It’s some time since I sat (and passed) the clinical section of the diploma exam of the membership of the Royal Colleges of Physicians (UK) [“MRCP(UK)”].
It’s meant to be a two hour intense exam where a junior doctor is taken to about ten patients he has never seen before, and, with the help of a stethoscope, ophthalmoscope, hat pins and a tendon hammer is supposed to demonstrate clinical skills in diagnosing and managing patients worthy of entry into higher specialist training.
I sat this exam in Broadgreen Hospital, Liverpool, and even to this day I remember the signs well: e.g. mitral stenosis, pulmonary hypertension, on warfarin; right dull lung base.
The current marking sheets are here. You’re expected to introduce yourself to the patient, and it’s generally thought to be indecent if the Doctor can’t get his or her name correct.
Earlier this week, in a panel discussion, the panel discussed how it was clearly amazing that there had been a #hellomynameis campaign, but also in equal measure how staggering the NHS needed a campaign for clinical staff to introduce themselves.

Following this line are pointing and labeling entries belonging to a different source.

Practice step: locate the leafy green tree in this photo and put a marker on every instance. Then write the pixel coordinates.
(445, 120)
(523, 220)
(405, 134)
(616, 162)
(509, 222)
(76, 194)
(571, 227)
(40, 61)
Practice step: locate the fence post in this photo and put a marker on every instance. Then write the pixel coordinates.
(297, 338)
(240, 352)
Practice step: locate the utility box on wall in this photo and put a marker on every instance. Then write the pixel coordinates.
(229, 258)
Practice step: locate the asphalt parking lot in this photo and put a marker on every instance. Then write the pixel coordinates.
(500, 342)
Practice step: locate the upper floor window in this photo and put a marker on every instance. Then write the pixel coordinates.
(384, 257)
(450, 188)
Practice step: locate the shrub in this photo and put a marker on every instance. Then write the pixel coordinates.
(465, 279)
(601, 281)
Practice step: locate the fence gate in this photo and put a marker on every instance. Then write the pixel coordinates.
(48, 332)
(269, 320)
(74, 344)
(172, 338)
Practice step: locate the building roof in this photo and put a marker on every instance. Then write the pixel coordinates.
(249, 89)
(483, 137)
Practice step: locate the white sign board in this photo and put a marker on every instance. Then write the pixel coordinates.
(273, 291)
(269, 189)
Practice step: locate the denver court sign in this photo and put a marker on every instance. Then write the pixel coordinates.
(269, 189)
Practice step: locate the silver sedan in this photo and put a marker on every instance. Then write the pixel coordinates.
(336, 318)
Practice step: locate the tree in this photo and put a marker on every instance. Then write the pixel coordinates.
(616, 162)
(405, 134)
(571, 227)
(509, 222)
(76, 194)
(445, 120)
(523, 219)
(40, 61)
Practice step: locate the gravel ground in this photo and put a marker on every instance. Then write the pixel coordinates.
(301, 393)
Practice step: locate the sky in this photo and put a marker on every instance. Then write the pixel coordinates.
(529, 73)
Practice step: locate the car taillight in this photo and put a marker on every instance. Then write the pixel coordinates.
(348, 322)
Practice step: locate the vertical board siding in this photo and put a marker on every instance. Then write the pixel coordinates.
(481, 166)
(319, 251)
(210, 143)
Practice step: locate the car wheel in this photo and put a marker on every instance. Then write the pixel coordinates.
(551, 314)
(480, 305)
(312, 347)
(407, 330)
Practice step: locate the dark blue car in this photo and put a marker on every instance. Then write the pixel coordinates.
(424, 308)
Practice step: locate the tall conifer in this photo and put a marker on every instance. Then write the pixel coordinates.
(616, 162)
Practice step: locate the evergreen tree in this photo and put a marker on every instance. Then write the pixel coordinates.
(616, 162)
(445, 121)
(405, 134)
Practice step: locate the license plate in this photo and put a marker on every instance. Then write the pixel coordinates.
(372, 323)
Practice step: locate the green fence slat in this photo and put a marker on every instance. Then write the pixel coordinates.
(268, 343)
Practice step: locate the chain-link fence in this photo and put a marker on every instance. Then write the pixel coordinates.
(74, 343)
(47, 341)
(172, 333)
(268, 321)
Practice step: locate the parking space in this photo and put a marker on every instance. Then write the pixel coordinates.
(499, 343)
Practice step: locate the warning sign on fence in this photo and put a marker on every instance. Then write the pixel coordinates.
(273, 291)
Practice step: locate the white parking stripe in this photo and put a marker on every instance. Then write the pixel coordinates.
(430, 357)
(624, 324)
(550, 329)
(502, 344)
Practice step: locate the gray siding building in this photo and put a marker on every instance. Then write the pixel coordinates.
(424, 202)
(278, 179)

Likewise, I find it counter-intuitive that clinical staff cannot empathise or understand at a basic cognitive level the need for carers to stay with their loved ones during a hospital admission, and somewhat saddened this has needed to become operationalised using CQUIN (which can have in itself unintended conseqences).

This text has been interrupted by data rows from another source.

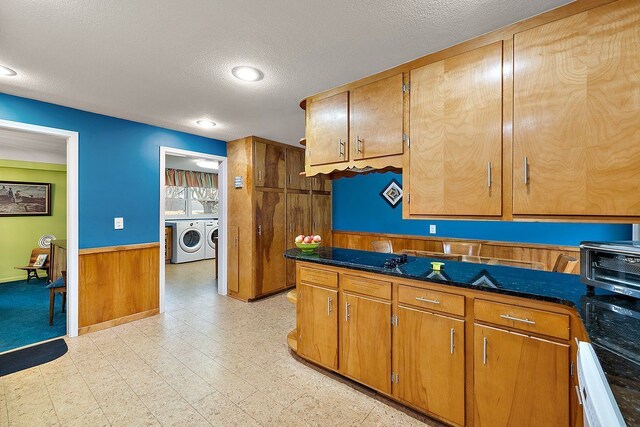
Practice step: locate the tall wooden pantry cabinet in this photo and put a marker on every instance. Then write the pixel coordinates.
(269, 204)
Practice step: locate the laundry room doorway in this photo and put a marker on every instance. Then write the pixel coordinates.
(192, 231)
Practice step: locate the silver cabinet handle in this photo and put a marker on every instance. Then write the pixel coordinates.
(484, 350)
(517, 319)
(452, 346)
(432, 301)
(358, 142)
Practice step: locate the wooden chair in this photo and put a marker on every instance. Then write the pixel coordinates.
(461, 248)
(57, 287)
(565, 264)
(32, 271)
(383, 246)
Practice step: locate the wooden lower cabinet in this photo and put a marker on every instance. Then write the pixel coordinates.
(317, 324)
(365, 345)
(429, 360)
(519, 380)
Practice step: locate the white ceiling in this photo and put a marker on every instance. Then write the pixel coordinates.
(168, 63)
(186, 163)
(32, 147)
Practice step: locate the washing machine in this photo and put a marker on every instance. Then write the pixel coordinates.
(188, 241)
(211, 232)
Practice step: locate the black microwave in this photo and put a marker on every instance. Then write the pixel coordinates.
(611, 265)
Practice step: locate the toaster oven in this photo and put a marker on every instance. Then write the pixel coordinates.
(611, 265)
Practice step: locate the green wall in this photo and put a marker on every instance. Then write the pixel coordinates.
(20, 234)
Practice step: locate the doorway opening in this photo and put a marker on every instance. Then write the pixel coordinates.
(192, 227)
(38, 234)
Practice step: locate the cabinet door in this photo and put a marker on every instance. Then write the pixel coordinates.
(321, 217)
(270, 242)
(317, 324)
(328, 130)
(429, 360)
(377, 118)
(269, 164)
(365, 344)
(519, 380)
(320, 183)
(295, 165)
(455, 159)
(577, 114)
(298, 222)
(233, 279)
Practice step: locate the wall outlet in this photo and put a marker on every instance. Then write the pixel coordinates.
(118, 223)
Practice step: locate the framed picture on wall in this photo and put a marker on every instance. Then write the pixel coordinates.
(19, 198)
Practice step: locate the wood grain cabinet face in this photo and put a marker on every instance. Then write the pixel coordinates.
(429, 358)
(519, 380)
(365, 341)
(577, 114)
(376, 119)
(298, 222)
(455, 159)
(270, 242)
(328, 130)
(317, 324)
(269, 164)
(295, 165)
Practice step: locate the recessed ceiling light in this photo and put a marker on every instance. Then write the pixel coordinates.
(206, 123)
(207, 164)
(248, 74)
(6, 71)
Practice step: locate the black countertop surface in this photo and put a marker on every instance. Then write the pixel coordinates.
(612, 321)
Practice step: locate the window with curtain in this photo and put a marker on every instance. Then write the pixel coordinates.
(190, 194)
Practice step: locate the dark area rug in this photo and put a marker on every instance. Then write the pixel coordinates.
(29, 357)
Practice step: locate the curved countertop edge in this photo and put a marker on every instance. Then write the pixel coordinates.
(622, 373)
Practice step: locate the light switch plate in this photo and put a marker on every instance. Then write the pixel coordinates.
(118, 223)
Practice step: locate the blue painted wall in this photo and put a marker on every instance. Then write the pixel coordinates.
(118, 167)
(357, 206)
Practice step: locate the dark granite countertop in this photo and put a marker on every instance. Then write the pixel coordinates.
(612, 321)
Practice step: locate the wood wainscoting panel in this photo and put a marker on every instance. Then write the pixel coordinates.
(117, 282)
(530, 252)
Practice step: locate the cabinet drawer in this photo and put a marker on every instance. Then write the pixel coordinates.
(523, 318)
(433, 300)
(319, 277)
(360, 285)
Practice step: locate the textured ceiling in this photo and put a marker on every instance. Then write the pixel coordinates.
(168, 63)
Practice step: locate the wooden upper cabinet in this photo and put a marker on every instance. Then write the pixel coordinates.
(328, 130)
(577, 114)
(317, 324)
(295, 165)
(455, 158)
(269, 165)
(519, 380)
(376, 119)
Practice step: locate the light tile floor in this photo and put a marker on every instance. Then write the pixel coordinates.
(209, 360)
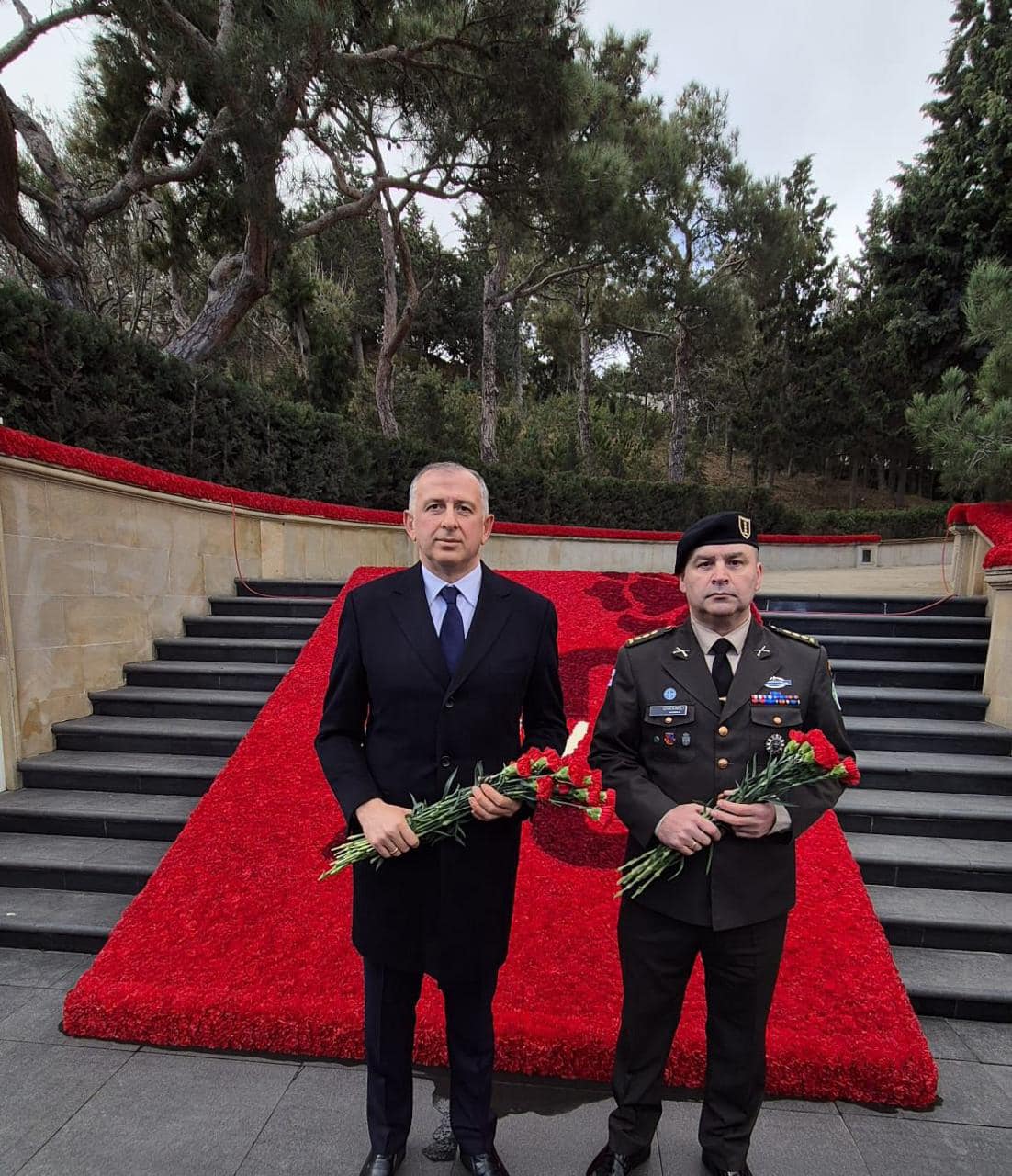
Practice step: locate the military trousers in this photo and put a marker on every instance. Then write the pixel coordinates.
(740, 965)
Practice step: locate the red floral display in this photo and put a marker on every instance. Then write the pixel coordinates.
(992, 520)
(16, 444)
(234, 944)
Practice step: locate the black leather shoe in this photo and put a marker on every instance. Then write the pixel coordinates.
(714, 1169)
(484, 1163)
(616, 1163)
(378, 1164)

But back to the marking scheme for MRCP(UK) for all the Royal Colleges. It was always the case the candidate was supposed to work out (and act on) the beliefs, concerns and expectations of the patient. This is now formalised on the mark scheme for station 4 (communication skills and ethics) as follows.
One of @NHSEngland‘s workstreams comprises “always events”.
According to NHS England’s website, Always Events, initially conceived in the United States by the Picker Institute and now led by the Institute for Healthcare Improvement (IHI), provided “a strategy to help health care providers identify, develop, and achieve reliability in person- and family-centred care delivery processes”.
NHS England, IHI and Picker Institute Europe initially worked in 2015 with a small number of provider organisations to test out the Always Events methodology.
“Always Events” are supposed to be things which always happen for the benefit of patient care. I believe fundamental to good quality dementia care in acute hospitals is making the carer (often unpaid, exhausted member of the family who loves caring) part of the care planning with others (for example physician, psychiatrist, therapists, social worker, nurses).
Despite what can be at best called ‘incremental bursts’ from Prof Sube Banerjee’s plenary talk at #UKDC2016, carers are supposed to have been important in health and social care strategy for England for the last two decades – but we know the reality doesn’t match up to the rhetoric.
This for example is very commendable – but one is left wondering whether this will see the light of day in clinical settings for dementia care?
A very good example of an ‘always event’ relevant to dementia care is from Ashford and St Peters NHS Foundation Trust with the area of focus the “dementia-friendly medical ward” – the question asked of both the patient with dementia and carer is “what matters to you and your carer?”
We know that the admission of a person with dementia, as a care transition from say home, hospice or care home or hospital, can be amazingly stressful for all concerned – and care transitions can be where bad care happens (see for example the Care Quality Commission’s “Cracks in the pathway”).
“Hospital admission of a person with dementia can have a significant impact on the family carer, who temporarily relinquishes caring to health professionals. A descriptive qualitative design using in-depth interviews with a conversational approach was used to elicit data. Adjusting to the change in the carer‘s role can be challenging and result in feelings of helplessness, loneliness, loss of control and being undervalued. Family support can assist with the transition but family conflict increases anxiety. Good communication between clinicians and the carer is vital. The carer should be included in decision-making as the ‘expert’ in the care of the person with dementia. This article discusses findings of a larger study specifically related to the emotional support required for the carers of people with dementia, who are admitted to hospital. The carer and the patient must be considered as a dyad in relation to discharge planning.”
People vary hugely in what might matter to them the most.
For example, I know several people living with dementia who feel that research hugely matters to them, as they feel this gives them ‘hope’, for them what can be perceived as a ‘scarce resource’ after a life-changing diagnosis.
Likewise, I know carers who feel a real need for better peer support and wish their rights e.g. to have themselves a break sometime respected.
The crux to this for me is the Mountford and Davie (2010) article in JAMA in 2010, on an outcomes-based health care system. To identify meaningful outcomes (and therefore measure value in them), you do need to know what matters to patients and carers. These are often very different to what matters to clinicians, and might reflect a difference in approach, let’s say, between fixing illness in a crisis manner to living better and flourishing.
So – ask your clinical colleagues to get into the habit of asking “What matters to you?” rather than “What’s the matter with you?” – and you may find a whole new world opening up for you.
Then, as NHS Greater Glasgow and Clyde recommend in their groundbreaking work, then : “Listen to what matters. Do what matters.”